Le personnage central resté seul dans la base terrienne est Augustine Lofthouse, joué par George Clooney. C’est l’archétype du scientifique obnubilé par son travail, qui délaisse sa vie personnelle au profit de sa découverte. Il y est parvenu, puisqu’on suit en parallèle du film l’équipage de retour de la mission spatiale. Ils ont en effet trouvé sur la lune visée par le scientifique un lieu propice à la vie humaine. L’équipe est en extase, mais ils ont hâte de rentrer après deux ans d’absence. 

Les flashbacks d’Augustine racontent cependant une autre histoire, à laquelle l’état de la Terre semble faire miroir. Comme l’a prédit sa compagne au moment de le quitter, il est passé à côté de sa vie. Il en a oublié l’essentiel, obnubilé qu’il était par son ambition. Et finalement, au moment où celle-ci se concrétise, alors que l’équipage a effectivement trouvé une lune habitable, que lui reste-t-il ? Une planète aussi désolée que lui-même, condamné à y mourir, seul.

Peut-on y voir une sorte d’appel à redevenir modestes ? De ne pas oublier, dans notre course vers le progrès, la croissance, le développement, ce qui est essentiel ? Prendre soin de la seule planète où nous sommes capables de vivre. Car même si on finissait par trouver une lune habitable, il se pourrait bien que ce soit trop tard.

C’est là l’interprétation à laquelle j’ai envie de croire pour lui donner un tant soit peu de matière. Car, il faut l’admettre : sous ses habits modernes, le film est un squelette rouillé d’œuvres similaires, qui n’a pas grand-chose à proposer. Rien de neuf, mais surtout : rien du tout.

Minuit dans l’univers : un condensé fade de déjà-vu

Malgré de jolies images autour de la lune habitable, de l’intérieur du vaisseau, dans la sortie spatiale, le film reste très sage. Rien ne sort vraiment de l’ordinaire ou de ce que l’on aura déjà vu auparavant. Notamment dans des œuvres récentes, comme Interstellar ou Gravity. Avec des thèmes aussi similaires, la comparaison est inévitable et défavorable.  

Que ce soit dans l’esthétique, la réalisation, la construction du récit et son twist final, ce dernier ne prend aucun risque.

Et comme il repose sur des filons sur-usités du cinéma, il finit par se spoiler lui-même.

On sait tous qu’une scène où des personnages chantent à tue-tête précède un grand malheur. Et même, dès le début, il suffit de voir Georges Clooney observer la liste de l’équipage pour deviner dans les grandes lignes ce que sera la fin du film.

Mais c’est surtout un condensé de vide

Les personnages sont des coques vides.

A vrai dire, le seul qui ne le soit pas, c’est bien celui joué par George Clooney. Il a au moins un nom, un métier, des relations (enfin, une), un passé, une ambition, et des regrets.

Du reste, les cinq autres personnages récurrents n’ont quasiment droit qu’à un nom et une fonction dans l’équipage. Et si le film évoque pour deux d’entre eux une famille restée sur Terre, c’est pour une raison très précise dans le scénario.

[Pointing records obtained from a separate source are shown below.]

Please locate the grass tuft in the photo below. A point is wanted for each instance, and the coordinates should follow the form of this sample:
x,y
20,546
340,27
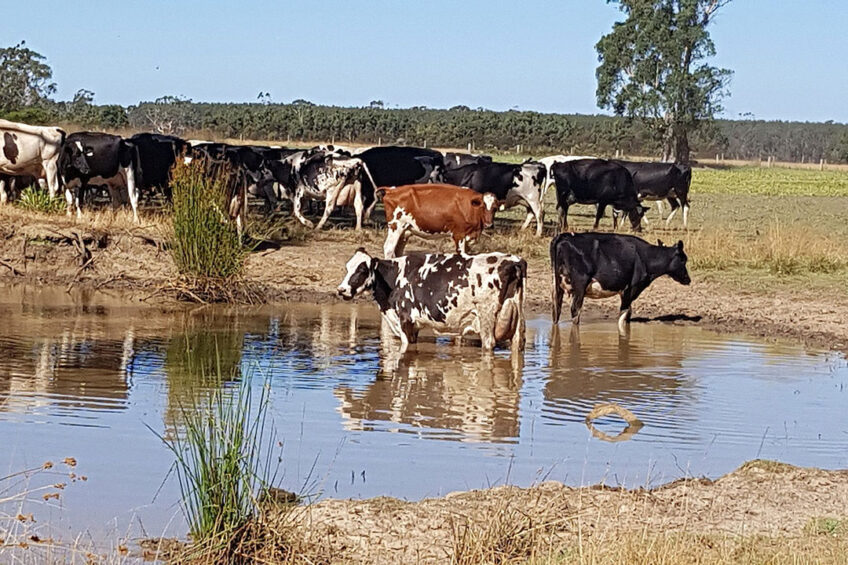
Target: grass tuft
x,y
205,243
37,200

Les informations données sont donc strictement fonctionnelles – même pour Augustus. Insuffisantes pour créer des personnages tangibles, auxquels on va croire ou ressentir de l’empathie.  Mais, surtout, leur utilité est si évidente qu’on devine tout de suite ce qui va leur arriver dès le départ.

Le scénario patine sur son point de départ, laissé vide

Comme indiqué en introduction, le film ne dit pas ce qui s’est passé sur Terre. Et si cet élément était resté comme un postulat de départ dans lequel évolue les protagonistes, cela n’aurait pas été aussi gênant. Au pire, c’est une facilité scénaristique justifiée, si le film s’était concentré sur autre chose.

La question allait être posée par l’équipage, évidemment. Or, le trois quart du film va tourner autour d’elle, renforçant le mystère. Et quand elle est enfin posée, le scénario part à la débandade.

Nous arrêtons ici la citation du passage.